I just had a fantastic night with The Pedant…and at the end of it he told me that things are going so well with the other woman he’s seeing that they’ve decided to close the relationship temporarily to “build a foundation for something possibly long term” so he won’t be sexing me for a while. I wish to crap he’d told me sooner – I’ve got that feeling like when you’re kind of mindlessly eating cookies and then suddenly you’re groping around the empty bag and realized you finished them without really noticing and you’re like, “NOOOOOOOOOOO! Why didn’t I properly savour the last few while I had the chance?”
Plus I’m feeling jealous. Which I know is petty and nonsensical, because I don’t want The Pedant all to myself, but still. When he was all “I think things with this woman have real long term potential and we’ve been discussing moving in together” it felt like like a bit of a slap in the face, like he was blatantly telling me that I was just a throwaway or something. I had to bite my tongue to keep from saying “jeez, dude, I’m right here.”
The thing is, though, I miss having someone who’s committed to me (not monogamous to me necessarily, but committed. Super into me and in it for the long haul). It felt like I was almost there with Mine, but then the bottom fell out of that. And now the person I’ve currently been seeing the longest and have the most affection for is absenting himself.
In the years since I’ve been broken up with Minx, I’ve felt single. I mean even while seeing multiple people I never thought of myself as being in multiple relationships; more like single and “dating around,” but without the presumed goal of eventually narrowing my focus to one person. I am currently in a phase where I am fucking sick of being single, and feeling kind of self-pitying about it. This too shall pass. Probably. Tends to come and go in waves.

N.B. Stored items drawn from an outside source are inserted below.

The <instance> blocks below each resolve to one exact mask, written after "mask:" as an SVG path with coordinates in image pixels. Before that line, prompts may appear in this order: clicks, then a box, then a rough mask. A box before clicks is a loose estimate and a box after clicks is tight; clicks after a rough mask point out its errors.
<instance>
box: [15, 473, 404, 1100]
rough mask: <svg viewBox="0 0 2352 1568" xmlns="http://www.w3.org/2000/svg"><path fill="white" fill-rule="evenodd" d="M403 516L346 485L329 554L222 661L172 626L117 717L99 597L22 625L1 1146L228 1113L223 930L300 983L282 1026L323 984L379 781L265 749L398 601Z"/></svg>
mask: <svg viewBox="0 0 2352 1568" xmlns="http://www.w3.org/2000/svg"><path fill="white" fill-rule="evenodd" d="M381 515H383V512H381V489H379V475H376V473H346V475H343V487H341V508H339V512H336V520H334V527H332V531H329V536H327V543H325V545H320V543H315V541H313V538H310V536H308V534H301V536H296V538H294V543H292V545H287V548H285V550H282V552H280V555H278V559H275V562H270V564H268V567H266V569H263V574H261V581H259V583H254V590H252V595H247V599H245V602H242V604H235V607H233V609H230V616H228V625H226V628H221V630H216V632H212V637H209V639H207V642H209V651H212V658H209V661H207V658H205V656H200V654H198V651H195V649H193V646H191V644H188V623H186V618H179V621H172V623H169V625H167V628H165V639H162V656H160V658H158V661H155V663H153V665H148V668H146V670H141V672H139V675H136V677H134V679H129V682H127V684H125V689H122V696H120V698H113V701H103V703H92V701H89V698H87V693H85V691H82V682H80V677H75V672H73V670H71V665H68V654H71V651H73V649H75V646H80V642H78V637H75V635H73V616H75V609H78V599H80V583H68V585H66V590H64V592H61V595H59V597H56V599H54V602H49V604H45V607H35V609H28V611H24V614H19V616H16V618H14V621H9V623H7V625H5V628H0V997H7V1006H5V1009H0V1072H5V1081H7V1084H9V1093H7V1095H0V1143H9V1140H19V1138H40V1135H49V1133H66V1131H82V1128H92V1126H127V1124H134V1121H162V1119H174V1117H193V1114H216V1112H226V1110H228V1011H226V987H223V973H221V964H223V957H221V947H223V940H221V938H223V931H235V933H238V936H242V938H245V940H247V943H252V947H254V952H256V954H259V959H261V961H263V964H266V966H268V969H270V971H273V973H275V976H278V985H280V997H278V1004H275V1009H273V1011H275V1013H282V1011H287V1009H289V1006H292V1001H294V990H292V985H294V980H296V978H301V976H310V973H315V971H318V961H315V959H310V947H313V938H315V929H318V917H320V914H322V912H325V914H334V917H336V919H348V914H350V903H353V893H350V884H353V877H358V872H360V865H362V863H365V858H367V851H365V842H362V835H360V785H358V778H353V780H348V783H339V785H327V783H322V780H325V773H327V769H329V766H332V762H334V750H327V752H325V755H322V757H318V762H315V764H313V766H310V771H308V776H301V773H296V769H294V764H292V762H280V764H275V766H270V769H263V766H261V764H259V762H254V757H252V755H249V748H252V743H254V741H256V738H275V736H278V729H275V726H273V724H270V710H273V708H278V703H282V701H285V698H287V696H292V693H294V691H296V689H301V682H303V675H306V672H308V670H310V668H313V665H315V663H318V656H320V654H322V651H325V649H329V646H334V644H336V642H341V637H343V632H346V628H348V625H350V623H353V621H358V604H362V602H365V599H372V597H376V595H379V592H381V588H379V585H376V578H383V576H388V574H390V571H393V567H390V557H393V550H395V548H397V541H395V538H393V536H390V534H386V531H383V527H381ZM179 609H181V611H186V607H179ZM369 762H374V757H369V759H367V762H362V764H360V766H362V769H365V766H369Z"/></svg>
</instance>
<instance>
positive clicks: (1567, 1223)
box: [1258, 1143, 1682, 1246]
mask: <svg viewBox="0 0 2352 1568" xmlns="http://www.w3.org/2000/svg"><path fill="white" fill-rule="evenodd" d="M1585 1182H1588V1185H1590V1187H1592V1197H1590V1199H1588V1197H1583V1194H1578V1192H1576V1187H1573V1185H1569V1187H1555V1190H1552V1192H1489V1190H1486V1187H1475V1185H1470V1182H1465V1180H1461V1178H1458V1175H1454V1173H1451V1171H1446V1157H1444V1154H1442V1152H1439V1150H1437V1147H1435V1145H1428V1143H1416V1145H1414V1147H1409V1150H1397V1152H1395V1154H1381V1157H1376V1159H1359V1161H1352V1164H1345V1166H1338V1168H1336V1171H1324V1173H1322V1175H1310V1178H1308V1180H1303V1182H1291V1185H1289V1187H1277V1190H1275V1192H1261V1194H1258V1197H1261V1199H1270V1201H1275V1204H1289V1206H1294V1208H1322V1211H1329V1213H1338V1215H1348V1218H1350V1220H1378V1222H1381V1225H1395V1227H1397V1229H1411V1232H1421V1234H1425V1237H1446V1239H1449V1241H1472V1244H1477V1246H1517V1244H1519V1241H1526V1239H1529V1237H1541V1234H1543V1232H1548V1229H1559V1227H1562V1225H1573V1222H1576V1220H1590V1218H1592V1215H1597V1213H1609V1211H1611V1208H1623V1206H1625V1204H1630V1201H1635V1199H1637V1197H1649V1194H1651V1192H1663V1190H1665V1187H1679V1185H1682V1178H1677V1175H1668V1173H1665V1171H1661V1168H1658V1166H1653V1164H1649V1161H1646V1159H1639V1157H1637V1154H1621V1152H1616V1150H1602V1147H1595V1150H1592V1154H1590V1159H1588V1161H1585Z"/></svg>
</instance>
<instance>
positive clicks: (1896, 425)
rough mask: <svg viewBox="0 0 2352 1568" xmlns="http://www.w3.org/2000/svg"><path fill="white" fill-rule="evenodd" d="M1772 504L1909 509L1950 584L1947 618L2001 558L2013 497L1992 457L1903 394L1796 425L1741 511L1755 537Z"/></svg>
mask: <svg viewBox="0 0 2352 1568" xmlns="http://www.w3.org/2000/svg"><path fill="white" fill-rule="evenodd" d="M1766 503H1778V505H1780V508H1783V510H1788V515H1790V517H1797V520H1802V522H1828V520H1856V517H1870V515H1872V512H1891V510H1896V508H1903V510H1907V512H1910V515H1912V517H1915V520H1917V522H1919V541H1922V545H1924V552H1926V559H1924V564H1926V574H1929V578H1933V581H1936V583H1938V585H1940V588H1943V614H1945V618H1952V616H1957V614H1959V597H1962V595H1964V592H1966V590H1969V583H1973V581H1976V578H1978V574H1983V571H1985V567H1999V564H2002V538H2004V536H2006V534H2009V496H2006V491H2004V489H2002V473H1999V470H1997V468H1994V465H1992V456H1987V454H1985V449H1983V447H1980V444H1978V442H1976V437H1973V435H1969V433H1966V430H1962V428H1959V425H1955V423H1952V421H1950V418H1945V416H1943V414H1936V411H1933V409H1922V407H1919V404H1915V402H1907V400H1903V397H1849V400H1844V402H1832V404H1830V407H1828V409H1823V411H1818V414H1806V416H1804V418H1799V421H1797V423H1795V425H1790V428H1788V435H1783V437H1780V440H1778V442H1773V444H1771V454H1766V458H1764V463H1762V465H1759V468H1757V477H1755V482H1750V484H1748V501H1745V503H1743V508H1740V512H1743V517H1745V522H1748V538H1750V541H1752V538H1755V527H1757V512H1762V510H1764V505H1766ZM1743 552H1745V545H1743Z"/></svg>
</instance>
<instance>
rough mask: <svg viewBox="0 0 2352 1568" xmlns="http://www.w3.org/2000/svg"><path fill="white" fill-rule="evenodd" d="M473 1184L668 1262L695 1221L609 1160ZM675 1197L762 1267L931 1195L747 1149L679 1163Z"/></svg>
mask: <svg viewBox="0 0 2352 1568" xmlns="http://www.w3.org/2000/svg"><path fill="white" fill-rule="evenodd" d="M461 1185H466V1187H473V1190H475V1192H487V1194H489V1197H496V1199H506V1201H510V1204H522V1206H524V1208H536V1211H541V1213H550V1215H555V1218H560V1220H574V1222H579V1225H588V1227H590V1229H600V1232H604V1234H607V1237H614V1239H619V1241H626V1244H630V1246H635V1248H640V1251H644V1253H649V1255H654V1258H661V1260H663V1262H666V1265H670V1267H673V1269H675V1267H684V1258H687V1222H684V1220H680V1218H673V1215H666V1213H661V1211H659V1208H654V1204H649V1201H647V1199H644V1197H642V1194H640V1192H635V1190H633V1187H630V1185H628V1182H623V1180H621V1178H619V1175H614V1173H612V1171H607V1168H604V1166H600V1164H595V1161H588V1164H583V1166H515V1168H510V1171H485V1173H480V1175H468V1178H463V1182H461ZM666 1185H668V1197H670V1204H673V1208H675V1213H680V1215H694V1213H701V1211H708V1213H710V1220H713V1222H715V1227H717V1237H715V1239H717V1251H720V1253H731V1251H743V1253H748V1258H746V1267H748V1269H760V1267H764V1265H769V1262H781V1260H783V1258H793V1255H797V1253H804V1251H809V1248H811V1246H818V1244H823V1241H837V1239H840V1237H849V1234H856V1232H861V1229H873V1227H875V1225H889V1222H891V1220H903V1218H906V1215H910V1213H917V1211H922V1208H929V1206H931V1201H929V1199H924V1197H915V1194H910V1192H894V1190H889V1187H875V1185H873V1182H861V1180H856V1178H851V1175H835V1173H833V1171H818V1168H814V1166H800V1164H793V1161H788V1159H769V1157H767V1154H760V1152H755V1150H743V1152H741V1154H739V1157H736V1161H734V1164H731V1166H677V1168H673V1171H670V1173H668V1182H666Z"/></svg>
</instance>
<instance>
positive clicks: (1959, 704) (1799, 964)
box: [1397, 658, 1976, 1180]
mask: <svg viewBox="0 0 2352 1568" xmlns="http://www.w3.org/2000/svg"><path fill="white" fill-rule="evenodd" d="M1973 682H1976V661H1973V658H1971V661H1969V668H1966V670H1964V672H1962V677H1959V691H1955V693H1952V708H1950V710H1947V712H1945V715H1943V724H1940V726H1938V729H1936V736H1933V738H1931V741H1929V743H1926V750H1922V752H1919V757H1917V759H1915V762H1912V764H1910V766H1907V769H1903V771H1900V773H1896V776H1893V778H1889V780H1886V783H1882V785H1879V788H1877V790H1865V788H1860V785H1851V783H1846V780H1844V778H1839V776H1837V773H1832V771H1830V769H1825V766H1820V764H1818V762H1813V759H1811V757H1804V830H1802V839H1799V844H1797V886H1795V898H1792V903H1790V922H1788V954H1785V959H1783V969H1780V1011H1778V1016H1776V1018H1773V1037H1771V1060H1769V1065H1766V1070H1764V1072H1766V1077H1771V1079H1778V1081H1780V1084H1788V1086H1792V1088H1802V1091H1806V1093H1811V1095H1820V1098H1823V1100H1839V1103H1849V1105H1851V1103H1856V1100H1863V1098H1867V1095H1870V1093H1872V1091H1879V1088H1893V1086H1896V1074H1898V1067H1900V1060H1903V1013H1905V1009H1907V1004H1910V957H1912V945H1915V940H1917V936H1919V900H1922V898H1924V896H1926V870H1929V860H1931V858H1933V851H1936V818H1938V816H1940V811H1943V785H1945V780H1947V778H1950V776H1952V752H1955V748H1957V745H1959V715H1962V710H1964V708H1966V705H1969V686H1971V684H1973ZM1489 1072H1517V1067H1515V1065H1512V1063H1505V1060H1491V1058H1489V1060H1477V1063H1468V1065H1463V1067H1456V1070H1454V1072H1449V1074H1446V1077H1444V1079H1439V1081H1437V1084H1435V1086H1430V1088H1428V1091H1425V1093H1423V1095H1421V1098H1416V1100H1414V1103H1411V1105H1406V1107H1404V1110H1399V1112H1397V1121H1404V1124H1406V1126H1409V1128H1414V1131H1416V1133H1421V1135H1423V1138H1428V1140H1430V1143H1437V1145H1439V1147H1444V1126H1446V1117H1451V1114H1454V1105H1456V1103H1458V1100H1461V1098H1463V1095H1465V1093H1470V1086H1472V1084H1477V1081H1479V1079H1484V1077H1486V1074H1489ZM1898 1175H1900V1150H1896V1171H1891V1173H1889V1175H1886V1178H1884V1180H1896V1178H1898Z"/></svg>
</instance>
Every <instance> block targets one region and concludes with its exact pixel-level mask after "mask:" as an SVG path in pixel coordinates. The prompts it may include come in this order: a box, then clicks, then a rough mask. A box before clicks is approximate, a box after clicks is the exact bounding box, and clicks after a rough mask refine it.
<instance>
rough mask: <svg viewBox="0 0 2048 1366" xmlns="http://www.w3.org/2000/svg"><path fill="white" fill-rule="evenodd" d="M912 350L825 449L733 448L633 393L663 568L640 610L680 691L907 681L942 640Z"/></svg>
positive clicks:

And dammit, the more I think about it, the more pissed off I am at The Pedant waiting until the end of the night to break his news to me. Because during the course of his visit I said a bunch of stuff that clearly presumed a future of regular sex between us – things like “Hey I’m not saying right now but at some point would you consider getting acquainted with my strap-on?” or “So since you’re considering getting laser hair removal over your entire body – if you want a preview of what that would look or feel like I can help you do some waxing if you want” and he knew we would stop being on a naked basis as of later that night and kept it to himself and just gave me noncommittal/neutral answers instead.
His new monogamy with this chick is supposed to be just temporary as they “build a foundation” for their relationship or whatever, and then in theory they’ll open up again. So technically maybe we will go back to fucking each other on a regular basis and his lies of omission weren’t exactly misleading me per se they way they would be if he’d decided to definitely bail on me forever. But I’m still not thrilled.
When we were saying goodbye at my front door we kissed a few times – clinging, slightly melancholic, consciously final kisses – and his kisses and the way he held onto me and the way he looked at me all conveyed a deep affection that reassured me that I still have a place in his life. Maybe not the top spot, but I am dear to him. That much is obvious. I’m not a piece of throwaway tail.
Annnnd now it’s 6am and I really need to get some sleep.